The amount of change businesses need to manage each year is increasing and does not look like it will let up in the near future.

In 2016, the average business experienced approximately two major planned changes per year. Now businesses are experiencing an average of ten major planned changes per year ranging from structure changes to new technology, systems, innovation, and employment changes.

If organisations are trying to innovate, grow, and work in new ways, a workforce that’s drowning in change fatigue will be a significant handbrake.

In order to keep change fatigue at bay, organisations need to embed high levels of employee trust and facilitate strong team cohesion.

One solution for this is by actively engaging the employees in the change process up front rather than playing the game of catch up.

There are three ways in which we can engage with our people on change. We refer to this as Open-Source Change and this is illustrated in the diagram. (Source Gartner)

  1. Help our people co-create their change decisions,
  2. They own the implementation of change,
  3. Give the team permission to talk openly about any change.

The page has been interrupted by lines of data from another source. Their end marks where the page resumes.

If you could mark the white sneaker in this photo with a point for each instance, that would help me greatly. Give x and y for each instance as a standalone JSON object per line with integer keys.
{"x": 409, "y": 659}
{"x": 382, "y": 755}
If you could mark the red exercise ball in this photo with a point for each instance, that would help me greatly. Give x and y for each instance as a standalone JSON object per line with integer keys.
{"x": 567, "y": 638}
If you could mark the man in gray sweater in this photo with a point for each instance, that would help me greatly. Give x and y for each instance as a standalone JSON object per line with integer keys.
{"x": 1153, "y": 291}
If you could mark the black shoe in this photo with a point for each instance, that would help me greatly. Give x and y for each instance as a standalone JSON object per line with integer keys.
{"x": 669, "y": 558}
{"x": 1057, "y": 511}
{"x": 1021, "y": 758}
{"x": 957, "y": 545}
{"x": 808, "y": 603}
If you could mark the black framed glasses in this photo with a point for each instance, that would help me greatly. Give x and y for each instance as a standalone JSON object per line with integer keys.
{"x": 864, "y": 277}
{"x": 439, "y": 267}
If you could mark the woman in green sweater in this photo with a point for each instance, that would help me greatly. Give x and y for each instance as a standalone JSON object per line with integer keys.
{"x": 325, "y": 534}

However, a key barrier preventing open-source change from being a success in businesses is a lack of safety our people feel in sharing their ideas and engaging with the change.

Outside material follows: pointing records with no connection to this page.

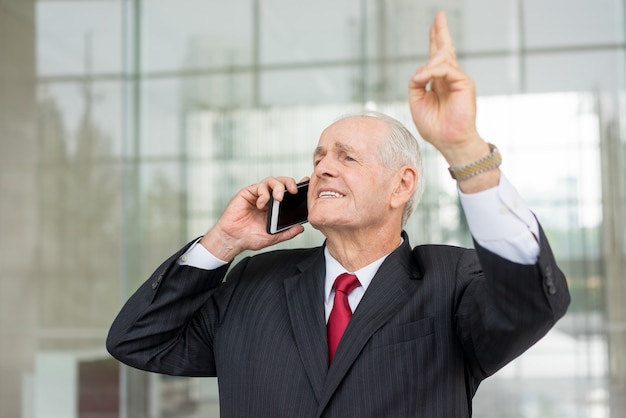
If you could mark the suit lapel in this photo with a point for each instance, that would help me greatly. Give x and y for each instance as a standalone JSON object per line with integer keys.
{"x": 305, "y": 301}
{"x": 389, "y": 290}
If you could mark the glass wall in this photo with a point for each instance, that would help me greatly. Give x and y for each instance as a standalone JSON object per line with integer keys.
{"x": 126, "y": 126}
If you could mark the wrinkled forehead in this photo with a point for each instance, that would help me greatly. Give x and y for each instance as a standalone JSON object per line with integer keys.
{"x": 353, "y": 133}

The key role of the leader in open-source change is to create an environment where people feel safe sharing ideas, challenge the status quo, developing innovative solutions, and collaborating ideas.

See the link from Simon Sinek about creating a “Circle of Safety”

There are two different types of psychological safety that our people need;

  1. Safety to experiment.
  2. Safety to challenge.

Safety to experiment includes feeling safe to learn from mistakes, ask questions and try new things.

When allowing our people to experiment, be sure any decisions follow the following basic principles;

  1. Is there a low correction cost?
  2. Does it have limited impact on safety of themselves or others?
  3. Does it have limited impact on company brand and reputation?

If employees can answer ‘yes’ to all three, then they are empowered to make the decision themselves thus improving efficiency.

Safety to challenge means employees also feel safe to push back against the status quo.

Our role as leaders is to create cultural norms and invite healthy and productive challenges to the status quo.

The safety challenge does not mean everyone gets a vote or everyone gets a voice. We want the right people in the conversation – empowering knowledgeable employees to share their views.

As an organisation, we need proactive methods like these to manage change, as it helps;

  1. Improve our response time,
  2. Build buy-in at employee level,
  3. Improve our effective implementation results,
  4. Develop change momentum in our people.

These simple yet effective approaches are a worthy investment of time because your team will assist in being the drivers of the business achieving its goals.